Acqua Fiorentina (Creed) "Sweet Water"

I have only worn three of Creed's "Femme" Millésimes, with Acqua Fiorentina being the first. Taking stock of each, I'd have to say that I understand why women aren't drawn to Creed, although I'm not so sure my reasoning aligns itself with reality. I suspect, rather strongly, that women find Creed's Femme range to be somewhat dull. There's a handful of stodgy florientals. The super-synthetic "Love In" duo. A few Royal Exclusives that are so ungodly expensive and impractical that even the richest of the rich should raise eyebrows. Nothing stands out as a breakthrough scent; Creed lacks a feminine version of Green Irish Tweed, Aventus, or a postmodern-gourmand floral, like Bond's Chinatown. They may want to buckle down, study the feminine market, and try giving the girls something to talk about. Things like Acqua Fiorentina ain't cutting it.

People have asked why this fragrance is named after Florence. It's actually named after an Italian football team. "Florence" in Italian is Firenze. So perhaps the perfume's name is cod French, or just something Olivier made up out of thin air. Wouldn't be the first time a niche perfumer picked a title out of a hat. Setting this little quibble aside, I was looking forward to an interesting melange of fruit notes in this one. I'd read about its luscious greengage plum accord, and hoped it was every bit as hyper-realistic as other Creed accords had been. Indeed, for the first two minutes of wear, the plum is beautiful. It smells sweet, delicate, full of complex stray notes that stretch from "grapey" to "pear-like," and back to full-on plum once again. It's a short and decidedly wonderful ride.

Then the plum exits, stage left. Enter synthetic, fresh, rosy-woody Calone notes. I've smelled this before, a supple, nondescript, airy modern cologne, edged with expensive aroma chemicals, but banal nonetheless. Hints of cedar, dry citrus (grapefruit?), and a lightly spiced floral backdrop - presumably carnation - all comprise a silvery-grey sheen that is as forgettable as can be. It's surprising that something so well made could still smell so patently uninspired and tedious. Add to the dreariness the fact that AF lasts about four hours with generous application in high heat, and you have a perfume that ought to be an option only for the hyper-wealthy who don't know any better. The original version, reviewed here, is still widely available at merchants online, and via contacts at the Creed Boutique in NY or Paris. I haven't tried it yet, but I hope the "Encore" version smells a few nods better than its progenitor.
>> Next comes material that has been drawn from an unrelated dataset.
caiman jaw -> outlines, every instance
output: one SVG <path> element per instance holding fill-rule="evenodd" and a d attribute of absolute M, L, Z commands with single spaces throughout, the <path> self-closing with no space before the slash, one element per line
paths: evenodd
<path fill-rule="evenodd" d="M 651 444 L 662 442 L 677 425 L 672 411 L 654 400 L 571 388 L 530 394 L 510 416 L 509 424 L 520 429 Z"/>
  1. I was also disappointed in this, and by the feminine Creeds in general. It would indeed seem there are no iconic classics, as there are for men. AF struck me as pretty mainstream and pedestrian, and has reinforced my tendency to tune out to the whole range now.

    1. Well I wouldn't necessarily tune out to the whole range, although as far as the "Femme" line goes, I can see not being enthused about them. Most of the masculines are unisex, so Creed's insistence of discerning between gender within their line works against them. With the exception of Himalaya, Bois du Portugal, and maybe GIT, a woman shouldn't have any problem with the masculine range. I suspect women could use Aventus to better effect than most men also, but don't quote me on that.